В тот вечер Ваня от обиды впервые напился. Вообще‑то отец его с детства учил: «Первая рюмка колом, вторая – соколом, а за третьей тянется только горький пьяница». Но вот после дурашливой драчки «в лёгкую», до первой кровушки – не интересно стало без Ваньки, раскидывающего одной левой троих, да расталкивающего одной правой пятерых – подбежал к Ивану, хмурому да поникшему, Шурка Рябой и предложил испить свежачка на березовых почках. Ну, принял кружку, потом еще одну и еще – как воду пил, только жарко стало. А тут, откуда ни возьмись, Валька Чернушкина на нём повисла, руками словно ведьма космами обвила, речами ласковыми очаровала, в лес тёмный увлекла. …То же было на второй день Светлой седмицы, а вечером на третий день отец дождался Ваню, спать не ложился, а как тот вошел в избу, к–а-ак кулаком по столу грохнет!
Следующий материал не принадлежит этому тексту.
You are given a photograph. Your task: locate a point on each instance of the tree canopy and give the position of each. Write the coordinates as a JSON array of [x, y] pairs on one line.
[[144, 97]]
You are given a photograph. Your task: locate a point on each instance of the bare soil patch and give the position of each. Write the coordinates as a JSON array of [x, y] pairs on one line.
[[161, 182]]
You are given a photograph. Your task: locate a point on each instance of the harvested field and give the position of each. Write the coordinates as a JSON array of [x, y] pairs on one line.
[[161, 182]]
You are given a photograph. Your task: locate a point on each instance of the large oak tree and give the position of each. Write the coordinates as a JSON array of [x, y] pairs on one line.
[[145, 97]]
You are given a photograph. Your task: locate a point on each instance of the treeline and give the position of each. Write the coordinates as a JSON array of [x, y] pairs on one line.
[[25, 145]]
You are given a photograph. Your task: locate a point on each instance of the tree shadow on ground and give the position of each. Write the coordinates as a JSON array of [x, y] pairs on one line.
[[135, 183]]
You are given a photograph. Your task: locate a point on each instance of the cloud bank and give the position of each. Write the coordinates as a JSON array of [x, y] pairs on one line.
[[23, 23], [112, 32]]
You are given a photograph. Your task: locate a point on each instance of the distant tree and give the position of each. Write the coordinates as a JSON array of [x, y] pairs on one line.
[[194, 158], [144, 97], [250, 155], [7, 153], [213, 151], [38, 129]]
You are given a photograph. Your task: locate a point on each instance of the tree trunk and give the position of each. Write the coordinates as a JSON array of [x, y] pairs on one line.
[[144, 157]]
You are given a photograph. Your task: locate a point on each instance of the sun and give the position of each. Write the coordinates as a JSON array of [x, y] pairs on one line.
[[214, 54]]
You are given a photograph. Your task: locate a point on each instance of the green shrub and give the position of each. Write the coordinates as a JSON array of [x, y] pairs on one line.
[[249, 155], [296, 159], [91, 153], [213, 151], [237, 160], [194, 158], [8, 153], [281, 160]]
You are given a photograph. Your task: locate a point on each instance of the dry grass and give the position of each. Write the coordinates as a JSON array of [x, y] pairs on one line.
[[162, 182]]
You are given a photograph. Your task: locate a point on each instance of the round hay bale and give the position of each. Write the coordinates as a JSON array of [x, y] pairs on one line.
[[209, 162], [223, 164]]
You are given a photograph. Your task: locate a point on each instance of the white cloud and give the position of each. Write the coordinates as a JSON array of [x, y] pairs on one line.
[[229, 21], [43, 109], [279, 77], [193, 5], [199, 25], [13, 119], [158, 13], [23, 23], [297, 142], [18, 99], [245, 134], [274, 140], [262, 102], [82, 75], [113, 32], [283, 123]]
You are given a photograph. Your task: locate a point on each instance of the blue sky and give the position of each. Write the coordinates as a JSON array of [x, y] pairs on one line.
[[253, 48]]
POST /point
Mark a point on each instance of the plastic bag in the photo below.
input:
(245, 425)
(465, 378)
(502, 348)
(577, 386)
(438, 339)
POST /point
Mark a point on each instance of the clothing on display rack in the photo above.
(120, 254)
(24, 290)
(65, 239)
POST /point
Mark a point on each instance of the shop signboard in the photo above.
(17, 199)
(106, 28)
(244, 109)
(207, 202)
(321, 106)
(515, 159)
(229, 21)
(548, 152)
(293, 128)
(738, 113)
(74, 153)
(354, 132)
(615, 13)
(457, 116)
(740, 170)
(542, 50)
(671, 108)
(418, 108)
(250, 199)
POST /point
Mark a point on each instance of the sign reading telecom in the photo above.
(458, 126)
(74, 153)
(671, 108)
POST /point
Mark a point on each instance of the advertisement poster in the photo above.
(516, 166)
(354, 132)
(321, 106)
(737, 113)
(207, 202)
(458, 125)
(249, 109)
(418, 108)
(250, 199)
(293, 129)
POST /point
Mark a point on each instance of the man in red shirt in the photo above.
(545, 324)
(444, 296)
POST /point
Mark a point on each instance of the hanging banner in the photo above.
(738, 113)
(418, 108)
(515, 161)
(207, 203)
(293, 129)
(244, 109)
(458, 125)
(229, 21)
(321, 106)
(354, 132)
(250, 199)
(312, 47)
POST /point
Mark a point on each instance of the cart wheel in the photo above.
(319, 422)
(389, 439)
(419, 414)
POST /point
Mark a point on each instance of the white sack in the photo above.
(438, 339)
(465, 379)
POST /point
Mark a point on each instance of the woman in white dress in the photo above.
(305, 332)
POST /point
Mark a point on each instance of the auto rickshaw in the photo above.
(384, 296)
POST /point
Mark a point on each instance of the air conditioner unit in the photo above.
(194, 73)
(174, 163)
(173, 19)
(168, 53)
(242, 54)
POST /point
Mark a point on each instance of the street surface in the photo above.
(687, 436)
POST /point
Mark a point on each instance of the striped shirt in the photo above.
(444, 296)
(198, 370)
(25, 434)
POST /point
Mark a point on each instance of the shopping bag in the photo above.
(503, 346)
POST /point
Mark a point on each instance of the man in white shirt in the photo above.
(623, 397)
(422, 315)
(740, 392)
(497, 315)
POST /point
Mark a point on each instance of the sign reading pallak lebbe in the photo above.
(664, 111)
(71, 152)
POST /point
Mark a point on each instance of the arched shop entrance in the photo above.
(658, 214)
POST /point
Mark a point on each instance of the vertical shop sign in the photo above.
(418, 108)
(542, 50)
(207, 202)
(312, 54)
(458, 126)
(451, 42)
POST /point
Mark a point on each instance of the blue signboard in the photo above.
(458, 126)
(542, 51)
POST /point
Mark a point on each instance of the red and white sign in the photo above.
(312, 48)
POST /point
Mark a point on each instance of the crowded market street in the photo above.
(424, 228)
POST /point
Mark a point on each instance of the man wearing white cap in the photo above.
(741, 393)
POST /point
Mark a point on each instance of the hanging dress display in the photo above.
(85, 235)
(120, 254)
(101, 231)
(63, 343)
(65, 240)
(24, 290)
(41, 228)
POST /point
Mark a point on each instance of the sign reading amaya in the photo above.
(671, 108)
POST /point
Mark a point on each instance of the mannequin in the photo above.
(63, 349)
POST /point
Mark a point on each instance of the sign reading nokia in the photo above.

— Хватит озоровать, перед людьми нас позорить! Ищи невесту, женить тебя будем, пока вовсе не испоганился!
— Да где её найдешь? – растерялся сын.
— Ну а коли так, то завтра поедем сватать дочку друга моего закадычного Данилы Антоныча – Дуню.
— Да она того, – почесал Ваня затылок, – смешливая какая‑то…
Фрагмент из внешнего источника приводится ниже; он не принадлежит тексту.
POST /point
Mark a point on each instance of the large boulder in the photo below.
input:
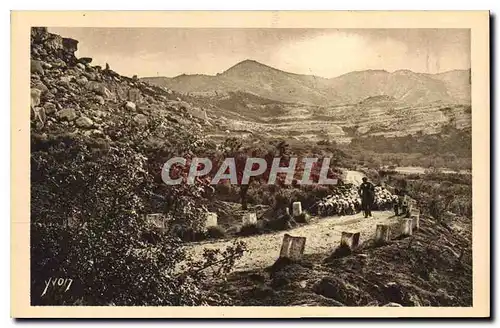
(49, 108)
(40, 86)
(82, 81)
(67, 114)
(80, 66)
(99, 88)
(84, 122)
(39, 34)
(141, 119)
(35, 97)
(100, 100)
(134, 95)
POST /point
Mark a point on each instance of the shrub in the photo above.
(302, 218)
(250, 229)
(113, 255)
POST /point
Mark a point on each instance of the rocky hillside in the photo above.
(264, 81)
(69, 95)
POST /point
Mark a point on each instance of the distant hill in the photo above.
(253, 77)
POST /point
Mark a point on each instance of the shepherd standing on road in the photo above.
(367, 194)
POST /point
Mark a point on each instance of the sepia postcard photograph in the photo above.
(250, 164)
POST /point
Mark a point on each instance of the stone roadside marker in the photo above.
(297, 208)
(406, 227)
(249, 218)
(415, 217)
(350, 239)
(211, 220)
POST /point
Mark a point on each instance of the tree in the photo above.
(87, 225)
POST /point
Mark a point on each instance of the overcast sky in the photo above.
(321, 52)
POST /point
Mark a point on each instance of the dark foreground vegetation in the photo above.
(98, 143)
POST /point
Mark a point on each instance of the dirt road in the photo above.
(322, 236)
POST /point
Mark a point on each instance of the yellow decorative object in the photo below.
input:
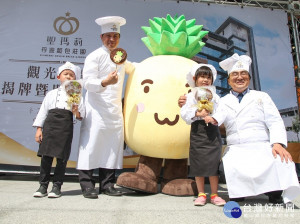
(74, 99)
(153, 126)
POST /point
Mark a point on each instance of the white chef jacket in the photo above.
(55, 99)
(252, 126)
(102, 131)
(188, 110)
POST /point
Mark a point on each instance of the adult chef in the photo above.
(101, 134)
(255, 160)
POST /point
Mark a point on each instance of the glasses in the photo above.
(243, 74)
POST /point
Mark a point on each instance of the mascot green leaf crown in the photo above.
(174, 36)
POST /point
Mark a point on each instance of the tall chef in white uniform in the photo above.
(255, 160)
(101, 134)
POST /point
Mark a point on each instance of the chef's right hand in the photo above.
(111, 79)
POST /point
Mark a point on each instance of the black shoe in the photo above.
(275, 199)
(41, 192)
(111, 191)
(55, 192)
(90, 193)
(237, 199)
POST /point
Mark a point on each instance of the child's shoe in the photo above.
(41, 192)
(201, 200)
(55, 192)
(216, 200)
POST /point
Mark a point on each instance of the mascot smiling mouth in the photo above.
(166, 120)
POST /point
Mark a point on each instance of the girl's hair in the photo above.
(204, 70)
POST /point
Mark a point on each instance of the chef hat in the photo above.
(70, 66)
(190, 76)
(236, 63)
(110, 23)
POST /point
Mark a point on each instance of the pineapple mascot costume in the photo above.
(153, 127)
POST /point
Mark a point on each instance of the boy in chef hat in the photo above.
(110, 24)
(205, 140)
(54, 123)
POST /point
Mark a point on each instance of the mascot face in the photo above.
(153, 126)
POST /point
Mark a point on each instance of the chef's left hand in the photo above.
(282, 152)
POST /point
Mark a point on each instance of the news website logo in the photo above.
(232, 210)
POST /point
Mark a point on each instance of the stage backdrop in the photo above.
(37, 36)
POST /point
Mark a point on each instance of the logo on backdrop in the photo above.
(66, 25)
(232, 210)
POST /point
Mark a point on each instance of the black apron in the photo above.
(57, 134)
(205, 149)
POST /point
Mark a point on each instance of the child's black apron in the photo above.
(57, 134)
(205, 149)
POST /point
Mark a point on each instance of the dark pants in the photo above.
(106, 178)
(59, 172)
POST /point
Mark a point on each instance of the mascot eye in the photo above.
(146, 89)
(146, 82)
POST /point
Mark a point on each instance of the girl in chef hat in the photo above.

— Вот и будете два пересмешника жить, да детишек промеж смеха рожать. Тут и мы все посмеёмся на радостях.
Да чего там душой кривить, Дуня Ивану всегда нравилась: легкая такая, добрая, доверчивая девочка, улыбалась всегда. Как идти куда, следом за взрослыми, всегда Ваню за руку брала и сызмальства смотрела на него с восхищением. Опять же личиком приятная, голубоглазенькая, губастенькая, волосики светлые пышные всегда из‑под платочка выбивались, прядками пушистыми по лицу прыгали, коса толстая, тугая с лентой и бантом, по спинке ровной каталась.
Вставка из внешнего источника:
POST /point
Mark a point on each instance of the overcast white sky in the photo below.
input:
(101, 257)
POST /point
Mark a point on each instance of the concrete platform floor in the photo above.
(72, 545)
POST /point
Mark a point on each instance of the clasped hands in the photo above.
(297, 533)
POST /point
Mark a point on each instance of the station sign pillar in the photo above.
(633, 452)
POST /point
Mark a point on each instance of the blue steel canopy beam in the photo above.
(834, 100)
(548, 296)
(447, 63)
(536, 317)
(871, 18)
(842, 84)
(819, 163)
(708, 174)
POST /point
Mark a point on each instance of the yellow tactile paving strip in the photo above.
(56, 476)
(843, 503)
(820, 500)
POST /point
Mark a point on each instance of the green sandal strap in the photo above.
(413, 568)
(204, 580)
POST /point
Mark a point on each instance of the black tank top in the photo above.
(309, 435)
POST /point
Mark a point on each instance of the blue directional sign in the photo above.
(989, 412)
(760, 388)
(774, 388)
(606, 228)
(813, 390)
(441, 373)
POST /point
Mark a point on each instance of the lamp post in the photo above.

В общем, недолго им гулять–миловаться пришлось: страда навалилась, от зари до зари не разогнешься. Лишь по воскресеньям на часок–другой вырвешься, слётаешь на Орлике в Криушу, да по старинному парку с вековыми липами и яблонями чуток пройдешься… По осени того же года свадебку справили, а скоро уж и сынок родился Тимоша, а следом – Катюша.
Черный и белый
Белую работу
делает белый,
чёрную работу –
чёрный
(«Блек энд уайт» В. Маяковский)
Он подошел к зеркалу, прошелся ладонями по плечам и лацканам своего безупречного белого пиджака и, сверкнув самодовольной улыбкой, развернулся. Борис предпочитал одежду светлых тонов, а лучше белых; тратил огромные деньги на содержание зубов в блистательном состоянии, занимался бегом, теннисом и плаваньем. Он приходился мне сводным братом, как сам говорил «на восемнадцать лет меня умнее», поэтому с младых ногтей взял на себя бремя моего воспитания. Отец завидовал его свободе и отчаянной храбрости, отец ревновал его и несколько раз после дежурного спора грубо выгонял из нашего дома, но Борис снова и снова появлялся в моей жизни, с неизменной ироничной улыбкой и «весь в белом».
— Борис, все‑таки объясни мне, если можешь, – который раз просил я его. – Зачем я тебе нужен? К чему такая настойчивая опека?
— Ох, мой юный друг, неблагодарный и грубый, – с улыбкой вздохнул он. Борис никогда не обижался на мои выпады. – Думаю, рассказывать тебе о тотальном одиночестве умных людей не стоит?.. Да, вот так хожу из дома в дом и «сею разумное, доброе вечное», получая взамен пинки и зуботычины. А если почти серьезно, попробую нарисовать тебе картинку из будущего: я, старый, нищий и больной алкоголик, стучу в твою роскошную дверь, а ты, открыв её, насколько позволяет позолоченная цепочка, на пластмассовом мусорном совочке протягиваешь мне стаканчик водки и бутерброд с ливерной колбасой, купленной специально для моих посещений. По моей впалой морщинистой щеке стекает благодарная слеза, а ты, суетливо оглядываясь на домашних, сдавленно шепчешь: «Ну, ладно, ладно, бери и ступай себе!»